I need to find the inverse for 491 mod 784?

Question

these questions come up often in my cryptography module an eam in which i have to take soon. I know that its inverse is that number raised to the power of the number of integers less than 784 coprime with 784 minus 1. However this invloves factorising large numbers, 784 is easy as its a square but is there an easier (quicker) method as time is a factor

Answer 1

All you have to do is use the Euclidean algorithm on 784 and 491, with the reason being you want to solve y such that

784x + 491y = 1

784 = (1)(491) + 293
491 = (1)(293) + 198
293 = (1)(198) + 95
198 = (2)(95) + 8
95 = (11)(8) + 7
8 = (1)(7) + 1

Now that you've reached 1, you work backwards from the Euclidean algorithm.

1 = 8 + (-1)7

Substitute in what you get for 7 (from the second last equation),

1 = 8 + (-1)[95 + (-11)(8)]

Distributing the (-1) while preserving the 8,
1 = 8 + (-1)(5) + (11)(8)

And now we can group together like terms; 8 + (11)8 is like adding x + 11x.

1 = (-1)(95) + (12)(8)

We essentially repeat this process with repeated substitutions.

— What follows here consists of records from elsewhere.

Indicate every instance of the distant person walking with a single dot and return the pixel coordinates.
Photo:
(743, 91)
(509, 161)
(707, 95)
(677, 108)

1 = (-1)(95) + 12[198 + (-2)95]
1 = (-1)(95) + 12(198) + (-24)(95)
1 = 12(198) + (-25)(95)
1 = 12(198) + (-25)[293 + (-1)(198)]
1 = 12(198) + (-25)(293) + (25)(198)
1 = (-25)(293) + (37)(198)
1 = (-25)(293) + (37)[491 + (-1)(293)]
1 = (-25)(293) + (37)(491) + (-37)(293)
1 = (37)(491) + (-62)(293)
1 = (37)(491) + (-62) [784 + (-1)(491)]
1 = (37)(491) + (-62)(784) + (62)(491)
1 = 99(491) + (-62)(784)

Remember how we originally wanted to solve y here:
784x + 491y = 1

Now that we have 99(491) + (-62)(784) = 1, we can rearrange that to

784(-62) + 99(491) = 1

Now that if we compare the two equations, we can pair the x with (-62) and the y to 99. It then follows that the inverse of 491 (mod 784) is equal to 99 (mod 784).

Let's check:

491 * 99 = 48609 (mod 784), and
48609/784 is 62 remainder 1, therefore we are correct (as we want the remainder when doing modulo arithmetic).